La sveglia suona e io mi alzo. Ed ecco che ha inizio la mia nuova vita. Scendo di sotto con ancora il pigiama e vedo Zia Elena pronta per partire. L'abbraccio forte. Ho pensato tutta la notte. Lei non mi sta abbandonando. Non ci sono solo io nella sua vita ed é giusto che vada da John. Sto diventando un sacco paranoica ma capitemi, lo sarebbero tutti se avessero passato almeno un terzo di ció che mi succede.
"Ti prego perdonami" mi dice singhiozzando
"Non ho niente da perdonarti zia. Salutami John" rispondo dandole un bacio sulla guancia. Devo essere forte. Per lei e per loro.
"Abbi cura di te e..." dice staccandosi la collana dal collo "tienila sempre con te". Me la porge ed io la stringo forte. É una catenina d'oro con un ciondolo simile a una perla. Non ho mai avuto l'occasione di chiederle perché la portasse sempre e penso che non lo saprò mai. Mi dà un ultimo bacio ed esce dalla casa. Io la seguo. Apre la porta per salire sul taxi
"Ti voglio bene mamma!" le urlo. Sono poche le volte che mi ha sentito dire questa frase ma non le ho mai detto mamma. Volevo che sapesse che per me non è mia zia ma mia madre e mio padre.La mia famiglia. Mi sorride e sale in macchina. I finestrini del taxi sono oscurati e non riesco a vederla ma sono sicura che lei mi stia guardando. Mi metto la collana al collo e la stringo. Il taxi parte e rimango lì a guardare finché non sparisce. É difficile lasciar andare le persone a noi care ma prima o poi succederá, solo che io non ero preparata. Se mi ha lasciato qui ci sará un motivo perció adesso voglio solo focalizzarmi sullo studio. Mi vesto velocemente ed esco. Arriva il mio taxista, scende e carica le valige in macchina. Chiudo bene la porta a chiave e vado a scuola. È ancora presto. Nessuno gira a quest'ora e meno male così posso passare inosservata. Il signore trascina le valige fino alla scala principale. Lo ringrazio pagandolo più del dovuto. Faticando un po' con i bagagli prendo l'ascensore e salgo in segreteria. Stranamente trovo la segretaria giá al lavoro.

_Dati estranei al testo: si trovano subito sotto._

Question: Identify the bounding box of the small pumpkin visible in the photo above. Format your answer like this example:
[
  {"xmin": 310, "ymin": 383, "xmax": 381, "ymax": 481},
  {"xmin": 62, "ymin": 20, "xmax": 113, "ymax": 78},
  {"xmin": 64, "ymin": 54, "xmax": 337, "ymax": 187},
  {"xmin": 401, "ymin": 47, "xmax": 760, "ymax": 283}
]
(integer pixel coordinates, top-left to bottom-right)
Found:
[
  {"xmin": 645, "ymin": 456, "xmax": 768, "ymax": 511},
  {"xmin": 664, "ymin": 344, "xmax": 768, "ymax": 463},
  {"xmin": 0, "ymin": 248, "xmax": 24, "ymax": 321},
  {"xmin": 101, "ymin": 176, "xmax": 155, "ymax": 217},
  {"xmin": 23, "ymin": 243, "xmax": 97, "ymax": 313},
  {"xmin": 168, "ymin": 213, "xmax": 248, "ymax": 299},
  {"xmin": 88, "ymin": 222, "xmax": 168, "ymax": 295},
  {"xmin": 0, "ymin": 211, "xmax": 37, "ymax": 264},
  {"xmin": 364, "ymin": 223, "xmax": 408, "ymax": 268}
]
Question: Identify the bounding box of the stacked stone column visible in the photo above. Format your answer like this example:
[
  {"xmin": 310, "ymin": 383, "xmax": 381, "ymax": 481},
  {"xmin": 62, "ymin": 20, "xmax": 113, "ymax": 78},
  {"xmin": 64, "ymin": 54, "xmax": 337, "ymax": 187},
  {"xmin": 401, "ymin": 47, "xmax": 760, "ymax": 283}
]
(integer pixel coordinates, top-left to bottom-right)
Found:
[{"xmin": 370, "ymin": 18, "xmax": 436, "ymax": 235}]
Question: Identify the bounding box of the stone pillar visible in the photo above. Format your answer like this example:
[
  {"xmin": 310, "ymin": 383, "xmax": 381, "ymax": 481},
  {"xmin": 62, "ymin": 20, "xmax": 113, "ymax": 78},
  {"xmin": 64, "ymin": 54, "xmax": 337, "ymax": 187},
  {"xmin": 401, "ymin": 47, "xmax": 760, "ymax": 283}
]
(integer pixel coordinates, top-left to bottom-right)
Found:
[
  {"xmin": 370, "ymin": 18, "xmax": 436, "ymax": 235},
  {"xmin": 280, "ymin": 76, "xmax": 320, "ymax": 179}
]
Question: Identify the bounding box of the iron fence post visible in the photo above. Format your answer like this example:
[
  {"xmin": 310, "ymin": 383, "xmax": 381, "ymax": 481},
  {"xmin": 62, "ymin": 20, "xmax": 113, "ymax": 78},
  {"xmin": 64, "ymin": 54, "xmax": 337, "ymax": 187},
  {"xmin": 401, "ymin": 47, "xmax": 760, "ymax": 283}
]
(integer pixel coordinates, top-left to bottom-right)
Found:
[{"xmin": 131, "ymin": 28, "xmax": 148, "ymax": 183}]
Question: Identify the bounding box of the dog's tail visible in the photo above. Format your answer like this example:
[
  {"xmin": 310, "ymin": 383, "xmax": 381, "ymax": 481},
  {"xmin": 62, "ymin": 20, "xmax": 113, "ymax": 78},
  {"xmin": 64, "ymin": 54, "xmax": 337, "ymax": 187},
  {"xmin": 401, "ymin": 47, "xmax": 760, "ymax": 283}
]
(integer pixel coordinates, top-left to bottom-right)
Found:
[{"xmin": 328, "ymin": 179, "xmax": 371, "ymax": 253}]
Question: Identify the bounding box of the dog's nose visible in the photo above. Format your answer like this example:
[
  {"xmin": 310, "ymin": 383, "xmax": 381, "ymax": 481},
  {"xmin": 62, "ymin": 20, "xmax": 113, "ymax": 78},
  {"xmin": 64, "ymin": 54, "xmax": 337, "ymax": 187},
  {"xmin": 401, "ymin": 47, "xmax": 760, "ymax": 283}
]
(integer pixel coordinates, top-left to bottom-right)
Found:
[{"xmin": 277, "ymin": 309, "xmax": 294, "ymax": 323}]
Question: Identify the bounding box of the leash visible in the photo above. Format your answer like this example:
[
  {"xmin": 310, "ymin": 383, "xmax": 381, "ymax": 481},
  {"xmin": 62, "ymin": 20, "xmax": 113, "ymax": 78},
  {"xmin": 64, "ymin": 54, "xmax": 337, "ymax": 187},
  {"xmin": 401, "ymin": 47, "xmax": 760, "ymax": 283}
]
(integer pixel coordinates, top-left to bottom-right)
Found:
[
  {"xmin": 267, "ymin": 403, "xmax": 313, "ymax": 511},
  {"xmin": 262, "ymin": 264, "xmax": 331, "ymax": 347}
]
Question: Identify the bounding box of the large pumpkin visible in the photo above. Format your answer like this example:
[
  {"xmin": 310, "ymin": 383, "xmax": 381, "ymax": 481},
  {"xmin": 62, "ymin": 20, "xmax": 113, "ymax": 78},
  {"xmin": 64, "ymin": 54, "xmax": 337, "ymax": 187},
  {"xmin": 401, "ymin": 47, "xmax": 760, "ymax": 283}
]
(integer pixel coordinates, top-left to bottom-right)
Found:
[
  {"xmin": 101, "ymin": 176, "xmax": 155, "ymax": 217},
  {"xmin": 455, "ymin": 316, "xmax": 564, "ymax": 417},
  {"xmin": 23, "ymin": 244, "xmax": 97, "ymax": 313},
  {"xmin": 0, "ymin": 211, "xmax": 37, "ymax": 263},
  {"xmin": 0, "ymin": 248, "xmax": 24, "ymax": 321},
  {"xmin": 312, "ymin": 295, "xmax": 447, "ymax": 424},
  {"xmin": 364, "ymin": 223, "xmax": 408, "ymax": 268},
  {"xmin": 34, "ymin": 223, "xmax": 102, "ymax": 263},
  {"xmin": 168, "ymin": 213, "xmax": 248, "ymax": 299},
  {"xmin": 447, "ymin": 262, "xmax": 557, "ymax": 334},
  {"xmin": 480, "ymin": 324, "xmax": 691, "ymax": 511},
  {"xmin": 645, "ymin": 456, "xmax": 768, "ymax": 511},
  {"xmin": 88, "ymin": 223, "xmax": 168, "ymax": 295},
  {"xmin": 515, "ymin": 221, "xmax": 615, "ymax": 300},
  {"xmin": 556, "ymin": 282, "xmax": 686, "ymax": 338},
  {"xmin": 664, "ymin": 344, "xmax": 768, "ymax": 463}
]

"Buongiorno,  dovrei prendere le chiavi della mia camera" dico
"Nome?"
"Katherine Wood" risponde. L'appoggia sul bancone insieme ad un foglio da firmare. Prima lo leggo. Zia mi ha fatto una testa enorme per queste cose, bisogna sempre leggere prima di firmare. Guardo il numero: terzo piano scala B, camera 45. Metto le mie valigie ingombranti di nuovo nell'ascensore e salgo.